Trouble ahead for Canada’s VC action plan?

Canada’s venture capital (VC) industry has been on the skids for over a decade. Severe VC shortages have left Canada’s technology companies without the capital needed to grow into industry leaders. Could this all be in the past now that the Canadian government is implementing its Venture Capital Action Plan (VCAP) setting forth what may just be the most innovative initiative ever devised by a government for regenerating a nation’s VC industry?

Sadly, the answer may be no.

While the government’s VCAP is intended over time to result in leveraging $400 million in newly allotted government funds into $1.2 billion in VC financing for Canadian companies, the Canadian government in 2013 also made a decision to phase out federal tax credits for labour-sponsored venture capital corporations (LSVCCs) by 2017. This could result in withdrawal over time of VC financing in amounts exceeding the total new funds anticipated under the VCAP, thus deepening rather than solving Canada’s VC shortage.

The Canadian government has taken one step forward and two steps back. Officials have developed the right plan to address Canada’s serious VC shortage by building a self-sustaining, independent, market-driven and globally focused VC industry led and funded by experienced private-sector investment managers and investors. But phasing out federal tax credits that currently incentivize individual investors to invest in LSVCCs not only imperils prospects for the VCAP, but for the Canadian VC industry as a whole.

It is unclear exactly to what extent various provinces will follow the federal government’s lead and abandon their own LSVCC tax credits or if individual investors, in the absence of tax incentives, will cease investing in LSVCCs. But the government’s phase-out decision clearly calls into question the future ability of LSVCCs to raise capital from retail investors in a manner that would enable them to continue playing their key role in the VC ecosystem.

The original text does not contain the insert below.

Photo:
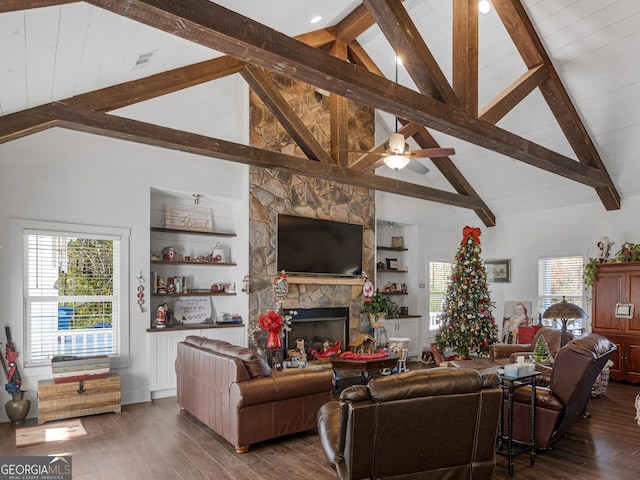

According to leading independent VC consultant Gilles Duruflé in Review of Main Criticisms Concerning VC Investment by Canadian Retail Funds (July 2013), Québec LSVCCs, which currently represent over 75 percent of all VC investing by Canadian LSVCCs, directly or indirectly made VC investments on average of $69 million in technology companies, $58 million in traditional sectors, and $74 million in private-independent VC funds per year from 2006 to 2012, for a total of $201 million annually.

Provided the expected $1.2 billion under the VC action plan is deployed over 10 years, it will translate into VC investments per year well below this total $201 million annual amount, and also below what LSVCCs are currently investing in VC.

Canadian fund-of-funds and VC firms need co-investors in order to diversify their investment risk and leverage their investments. They can rarely invest alone. So removal of potentially vast amounts of LSVCC co-investment money from an already capital-starved marketplace does not bode well for the Canadian VC industry’s future.

Author Duruflé further underscores the crucial role LSVCCs play in Canada:

• Canadian private-independent funds raised $5.7 billion from 2004 to 2012, of which $2.5 billion (45 percent) included a contribution from Québec LSVCCs.

• Québec LSVCCs have committed $830 million to 59 private-independent funds within Québec and across and outside of Canada.

Without the direct and indirect investment of LSVCCs, it would have been very difficult for many of Canada’s private-independent VC funds over the past decade to have achieved even a first closing.

While LSVCCs, particularly in their early years, have been justifiably criticized for various deficiencies (as to which there has since been considerable amelioration), their diminished presence in the marketplace by 2017 could very well imperil the success of the VCAP.

But it’s not too late for the government to rescind the phase out of federal tax credits for LSVCCs. The Canadian VC industry needs both the VCAP and LSVCC investment to succeed. Canada’s future as an innovation nation may just hang in the balance.

Stephen Hurwitz is senior counsel at the Boston-based law firm Choate, Hall & Stewart LLP. He specializes in Canada-U.S. cross-border transactions involving venture capital and private equity, as well as technology and life sciences companies.